UEFI native and BIOS compatibility booting
Here’s a very very simple one which people sometimes miss:
- If you boot the installation medium in ‘UEFI native’ mode, it will do a UEFI native install of the operating system: it will try to write an EFI-format bootloader to an EFI system partition, and attempt to add an entry to the UEFI boot manager ‘boot menu’ which loads that bootloader.
- If you boot the installation medium in ‘BIOS compatibility’ mode, it will do a BIOS compatible install of the operating system: it will try to write an MBR-type bootloader to the magic MBR space on a disk.
This applies (with one minor caveat I’m going to paper over for now) to all OSes of which I’m aware.

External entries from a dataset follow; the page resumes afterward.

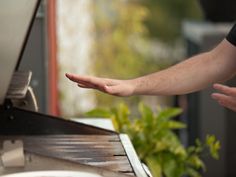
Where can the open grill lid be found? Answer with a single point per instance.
(16, 18)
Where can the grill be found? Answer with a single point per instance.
(32, 141)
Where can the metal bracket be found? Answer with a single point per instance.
(13, 154)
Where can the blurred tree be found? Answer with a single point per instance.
(166, 16)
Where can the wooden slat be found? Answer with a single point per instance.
(104, 151)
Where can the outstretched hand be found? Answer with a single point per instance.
(227, 97)
(109, 86)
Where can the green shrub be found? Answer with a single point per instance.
(156, 143)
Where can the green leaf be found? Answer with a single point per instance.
(154, 166)
(175, 125)
(214, 146)
(192, 172)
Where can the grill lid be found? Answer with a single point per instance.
(16, 19)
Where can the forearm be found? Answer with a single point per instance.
(191, 75)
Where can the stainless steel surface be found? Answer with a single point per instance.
(15, 18)
(36, 162)
(133, 158)
(53, 174)
(19, 85)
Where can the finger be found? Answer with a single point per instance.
(87, 80)
(224, 100)
(231, 91)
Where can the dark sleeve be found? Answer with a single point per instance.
(231, 37)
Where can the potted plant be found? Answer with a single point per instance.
(156, 143)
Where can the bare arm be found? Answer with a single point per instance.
(190, 75)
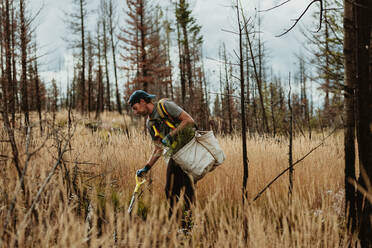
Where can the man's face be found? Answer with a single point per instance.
(140, 108)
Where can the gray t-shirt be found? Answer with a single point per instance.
(154, 119)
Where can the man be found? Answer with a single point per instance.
(165, 132)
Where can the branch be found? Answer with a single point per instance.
(277, 6)
(297, 162)
(303, 13)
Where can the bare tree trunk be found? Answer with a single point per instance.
(181, 66)
(242, 106)
(108, 97)
(272, 108)
(90, 72)
(38, 100)
(82, 82)
(259, 85)
(349, 131)
(24, 42)
(187, 56)
(363, 20)
(13, 98)
(113, 50)
(290, 159)
(5, 90)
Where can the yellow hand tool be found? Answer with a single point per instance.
(135, 193)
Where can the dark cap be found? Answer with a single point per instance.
(138, 95)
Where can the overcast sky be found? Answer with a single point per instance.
(212, 15)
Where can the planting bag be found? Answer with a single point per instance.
(201, 155)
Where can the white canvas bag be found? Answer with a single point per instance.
(201, 155)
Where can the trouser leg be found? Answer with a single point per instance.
(178, 180)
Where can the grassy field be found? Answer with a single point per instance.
(85, 202)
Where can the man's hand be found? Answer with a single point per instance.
(143, 171)
(167, 141)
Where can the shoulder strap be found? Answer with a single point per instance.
(161, 109)
(164, 115)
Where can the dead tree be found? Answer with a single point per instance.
(242, 105)
(24, 40)
(111, 16)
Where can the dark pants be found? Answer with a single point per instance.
(178, 181)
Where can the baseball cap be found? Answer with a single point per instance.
(138, 95)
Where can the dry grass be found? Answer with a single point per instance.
(105, 162)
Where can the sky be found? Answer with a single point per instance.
(213, 15)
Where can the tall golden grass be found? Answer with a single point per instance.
(102, 166)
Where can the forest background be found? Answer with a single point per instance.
(246, 86)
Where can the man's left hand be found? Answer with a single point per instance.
(167, 141)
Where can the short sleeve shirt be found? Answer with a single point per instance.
(155, 120)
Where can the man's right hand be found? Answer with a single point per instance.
(143, 171)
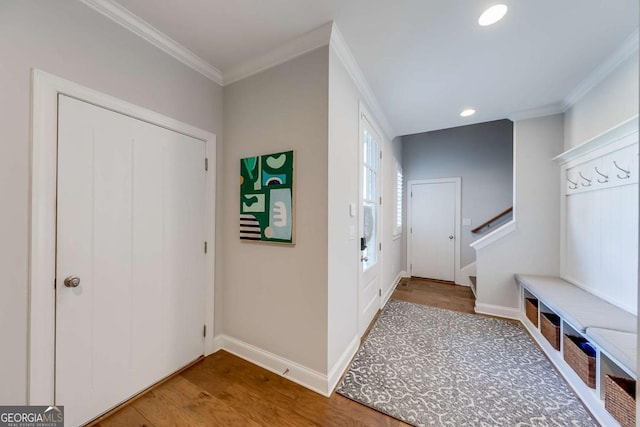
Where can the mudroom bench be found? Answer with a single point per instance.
(591, 342)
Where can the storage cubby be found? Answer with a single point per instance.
(620, 399)
(550, 327)
(580, 355)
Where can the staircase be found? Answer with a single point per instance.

So you probably want to make sure you understand how, in your firmware, you can choose to boot a removable device in UEFI native mode and how you can choose to boot it in BIOS compatibility mode, and make sure you pick whichever one you actually want to use for your installation.

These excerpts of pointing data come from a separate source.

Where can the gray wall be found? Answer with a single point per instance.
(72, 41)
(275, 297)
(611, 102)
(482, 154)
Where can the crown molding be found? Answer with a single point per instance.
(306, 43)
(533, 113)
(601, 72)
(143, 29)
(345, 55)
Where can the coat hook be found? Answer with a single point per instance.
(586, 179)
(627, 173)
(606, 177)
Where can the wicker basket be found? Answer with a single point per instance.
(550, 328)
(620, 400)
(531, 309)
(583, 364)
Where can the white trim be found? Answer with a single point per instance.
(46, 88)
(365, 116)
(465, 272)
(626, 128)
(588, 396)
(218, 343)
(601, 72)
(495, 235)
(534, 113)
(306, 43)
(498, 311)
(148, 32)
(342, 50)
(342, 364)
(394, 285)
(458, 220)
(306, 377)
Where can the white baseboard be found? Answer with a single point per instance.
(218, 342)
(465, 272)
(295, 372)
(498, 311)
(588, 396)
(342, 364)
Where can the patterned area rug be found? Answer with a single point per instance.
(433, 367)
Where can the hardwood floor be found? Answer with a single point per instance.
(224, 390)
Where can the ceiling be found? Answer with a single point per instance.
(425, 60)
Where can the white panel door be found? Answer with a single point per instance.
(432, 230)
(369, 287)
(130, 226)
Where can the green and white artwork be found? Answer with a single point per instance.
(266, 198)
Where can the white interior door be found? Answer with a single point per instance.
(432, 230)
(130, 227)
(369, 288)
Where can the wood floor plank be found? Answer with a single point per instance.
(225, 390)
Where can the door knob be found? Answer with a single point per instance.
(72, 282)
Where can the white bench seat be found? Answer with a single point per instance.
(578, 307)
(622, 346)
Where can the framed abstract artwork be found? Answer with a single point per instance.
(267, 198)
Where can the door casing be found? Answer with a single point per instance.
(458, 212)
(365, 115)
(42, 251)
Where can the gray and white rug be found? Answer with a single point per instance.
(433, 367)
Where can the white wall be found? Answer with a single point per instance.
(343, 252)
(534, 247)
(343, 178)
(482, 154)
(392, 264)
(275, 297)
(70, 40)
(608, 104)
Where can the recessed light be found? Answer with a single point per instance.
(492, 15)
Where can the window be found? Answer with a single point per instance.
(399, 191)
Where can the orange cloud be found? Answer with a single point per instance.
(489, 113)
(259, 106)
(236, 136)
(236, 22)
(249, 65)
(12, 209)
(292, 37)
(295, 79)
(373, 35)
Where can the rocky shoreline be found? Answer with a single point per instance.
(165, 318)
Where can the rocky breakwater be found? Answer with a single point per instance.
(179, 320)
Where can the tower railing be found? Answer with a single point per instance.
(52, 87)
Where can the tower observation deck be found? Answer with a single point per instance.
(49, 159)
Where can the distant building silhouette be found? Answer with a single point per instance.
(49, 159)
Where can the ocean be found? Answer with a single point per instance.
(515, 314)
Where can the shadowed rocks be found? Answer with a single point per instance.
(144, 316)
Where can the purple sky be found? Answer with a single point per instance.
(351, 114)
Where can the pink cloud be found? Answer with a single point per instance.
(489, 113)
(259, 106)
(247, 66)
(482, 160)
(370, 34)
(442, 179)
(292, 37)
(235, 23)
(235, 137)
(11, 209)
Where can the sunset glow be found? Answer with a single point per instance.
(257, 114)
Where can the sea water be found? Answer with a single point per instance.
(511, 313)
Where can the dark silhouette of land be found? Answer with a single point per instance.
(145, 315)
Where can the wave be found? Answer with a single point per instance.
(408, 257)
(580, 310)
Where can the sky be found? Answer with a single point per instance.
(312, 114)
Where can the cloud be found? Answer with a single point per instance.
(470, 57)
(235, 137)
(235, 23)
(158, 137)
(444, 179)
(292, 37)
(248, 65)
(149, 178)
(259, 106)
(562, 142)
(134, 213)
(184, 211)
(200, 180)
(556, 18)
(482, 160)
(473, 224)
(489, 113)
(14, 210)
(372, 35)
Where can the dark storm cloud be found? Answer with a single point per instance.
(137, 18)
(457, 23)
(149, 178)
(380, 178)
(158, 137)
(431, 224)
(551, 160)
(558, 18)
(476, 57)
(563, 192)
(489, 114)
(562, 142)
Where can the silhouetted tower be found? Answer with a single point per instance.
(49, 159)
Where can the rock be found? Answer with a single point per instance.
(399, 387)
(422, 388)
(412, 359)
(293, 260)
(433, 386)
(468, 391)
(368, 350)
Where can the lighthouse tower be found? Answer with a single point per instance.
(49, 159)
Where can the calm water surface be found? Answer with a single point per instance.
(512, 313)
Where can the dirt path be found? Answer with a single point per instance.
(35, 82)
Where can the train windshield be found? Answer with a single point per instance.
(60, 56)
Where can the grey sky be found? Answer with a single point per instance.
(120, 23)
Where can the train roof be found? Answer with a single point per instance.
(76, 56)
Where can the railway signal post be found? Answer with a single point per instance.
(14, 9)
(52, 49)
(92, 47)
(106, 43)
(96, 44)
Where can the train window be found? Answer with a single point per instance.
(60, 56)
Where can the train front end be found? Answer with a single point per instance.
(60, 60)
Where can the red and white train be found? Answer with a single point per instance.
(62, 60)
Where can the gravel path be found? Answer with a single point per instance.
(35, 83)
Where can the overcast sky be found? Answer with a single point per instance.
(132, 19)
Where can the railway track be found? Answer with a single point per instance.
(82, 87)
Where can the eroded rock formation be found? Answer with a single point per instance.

You really cannot do a completely successful UEFI-native installation of an OS if you boot its installation medium in BIOS compatibility mode, because the installer will not be able to configure the UEFI boot manager (this is only possible when booted UEFI-native).
It is theoretically possible for an OS installer to install the OS in the BIOS style – that is, write a bootloader to a disk’s MBR – after being booted in UEFI native mode, but most of them won’t do this, and that’s probably sensible.
Finding out which mode you’re booted in
It is possible that you might find yourself with your operating system installer booted, and not sure whether it’s actually booted in UEFI native mode or BIOS compatibility mode. Don’t panic! It’s pretty easy to find out which, in a few different ways. One of the easiest is just to try and talk to the UEFI boot manager. If what you have booted is a Linux installer or environment, and you can get to a shell (ctrl-alt-f2 in the Fedora installer, for instance), run efibootmgr -v
. If you’re booted in UEFI native mode, you’ll get your UEFI boot manager configuration, as shown above. If you’re booted in BIOS compatibility mode, you’ll get something like this:
Fatal: Couldn't open either sysfs or procfs directories for accessing EFI variables.
|
Try 'modprobe efivars' as root.
|
If you’ve booted some other operating system, you can try running a utility native to that OS which tries to talk to the UEFI boot manager, and see if you get sensible output or a similar kind of error. Or you can examine the system logs and search for ‘efi’ and/or ‘uefi’, and you’ll probably find some kind of indication.
Enabling UEFI native boot
To be bootable in UEFI native mode, your OS installation medium must obviously actually comply with all this stuff we’ve just described: it’s got to have a GPT partition table, and an EFI system partition with a bootloader in the correct ‘fallback’ path – \EFI\BOOT\BOOTx64.EFI (or the other names for the other platforms). If you’re having trouble doing a UEFI native boot of your installation medium and can’t figure out why, check that this is actually the case. Notably, when using the livecd-iso-to-disk
tool to write a Fedora image to a USB stick, you must pass the --efi
parameter to configure the stick to be UEFI bootable.
Forcing BIOS compatibility boot
If your firmware seems to make it very difficult to boot from a removable medium in BIOS compatibility mode, but you really want to do that, there’s a handy trick you can use: just make the medium not UEFI native bootable at all. You can do this pretty easily by just wiping all the EFI system partitions. (Alternatively, if using livecd-iso-to-disk
to create a USB stick from a Fedora image, you can just leave out the --efi
parameter and it won’t be UEFI bootable). If at that point your firmware refuses to boot it in BIOS compatibility mode, commence swearing at your firmware vendor (if you didn’t already).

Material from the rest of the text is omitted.